Frequency analysis is another effective technique for finding signals that matter. By looking for rare connections, you can quickly surface behavior that deviates from the norm. Most network traffic is repetitive and predictable, which means truly unusual connections often stand out statistically. This does not require advanced math, just an awareness of what is common versus what is rare. Rare does not automatically mean malicious, but it does mean worth understanding. Over time, frequency analysis helps you focus attention where it is most likely to pay off. It is a practical way to reduce noise without ignoring potential threats.
The quality of your analysis depends heavily on the quality of your logging. Ensuring that your systems capture both source and destination ports for all connections is critical, because ports add important context. They help differentiate between web traffic, remote access, file transfer, and other activities that may have very different risk profiles. Missing port data forces analysts to guess, which weakens conclusions. Good telemetry design is a force multiplier for intelligence because it reduces uncertainty at every step. Investing in comprehensive logging pays dividends long after the initial setup.
Prioritization is also important, because not all traffic deserves equal attention. Monitoring for connections to known malicious infrastructure and unauthorized remote access tools should be high on the list, because these often indicate active compromise. This does not mean ignoring unknowns, but it does mean recognizing where risk is highest.
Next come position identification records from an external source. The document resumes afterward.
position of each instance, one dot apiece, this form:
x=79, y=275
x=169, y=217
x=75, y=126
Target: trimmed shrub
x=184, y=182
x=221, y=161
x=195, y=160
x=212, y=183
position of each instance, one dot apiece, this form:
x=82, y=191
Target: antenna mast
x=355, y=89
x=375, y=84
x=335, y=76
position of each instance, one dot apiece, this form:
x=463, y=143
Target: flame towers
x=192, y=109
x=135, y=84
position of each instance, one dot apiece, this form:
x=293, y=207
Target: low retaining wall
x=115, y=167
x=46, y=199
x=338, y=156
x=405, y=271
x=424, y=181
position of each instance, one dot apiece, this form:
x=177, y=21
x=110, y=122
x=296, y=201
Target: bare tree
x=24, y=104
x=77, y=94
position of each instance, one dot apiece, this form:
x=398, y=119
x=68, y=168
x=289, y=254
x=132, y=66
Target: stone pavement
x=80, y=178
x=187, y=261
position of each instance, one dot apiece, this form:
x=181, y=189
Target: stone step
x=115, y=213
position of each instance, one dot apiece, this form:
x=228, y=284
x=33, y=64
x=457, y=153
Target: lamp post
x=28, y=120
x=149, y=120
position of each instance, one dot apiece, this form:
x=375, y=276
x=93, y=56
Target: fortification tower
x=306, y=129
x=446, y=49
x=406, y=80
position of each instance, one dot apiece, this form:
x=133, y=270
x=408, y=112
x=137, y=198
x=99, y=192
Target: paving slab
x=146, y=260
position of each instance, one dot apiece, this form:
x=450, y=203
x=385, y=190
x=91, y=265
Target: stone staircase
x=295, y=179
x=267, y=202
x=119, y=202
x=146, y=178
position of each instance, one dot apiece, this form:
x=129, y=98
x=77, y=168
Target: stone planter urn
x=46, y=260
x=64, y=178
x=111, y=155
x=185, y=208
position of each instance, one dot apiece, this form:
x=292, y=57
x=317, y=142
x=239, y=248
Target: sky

Known bad destinations provide clear signals that justify immediate action. Combining this with behavioral analysis of unknown destinations gives you balanced coverage. Prioritization ensures your limited time is spent where it can reduce risk fastest.
Network telemetry is one of the clearest windows into adversary behavior when you know how to read it. It rewards patience, pattern recognition, and consistency rather than heroic one-time analysis. The more often you review network data, the more intuitive it becomes, and the faster you can spot signals that count. Your next step is simple but meaningful. Check your firewall logs for any anomalies today, not with the goal of finding something dramatic, but with the goal of reinforcing your baseline. Over time, this habit turns network data from background noise into a trusted intelligence source that quietly protects your environment.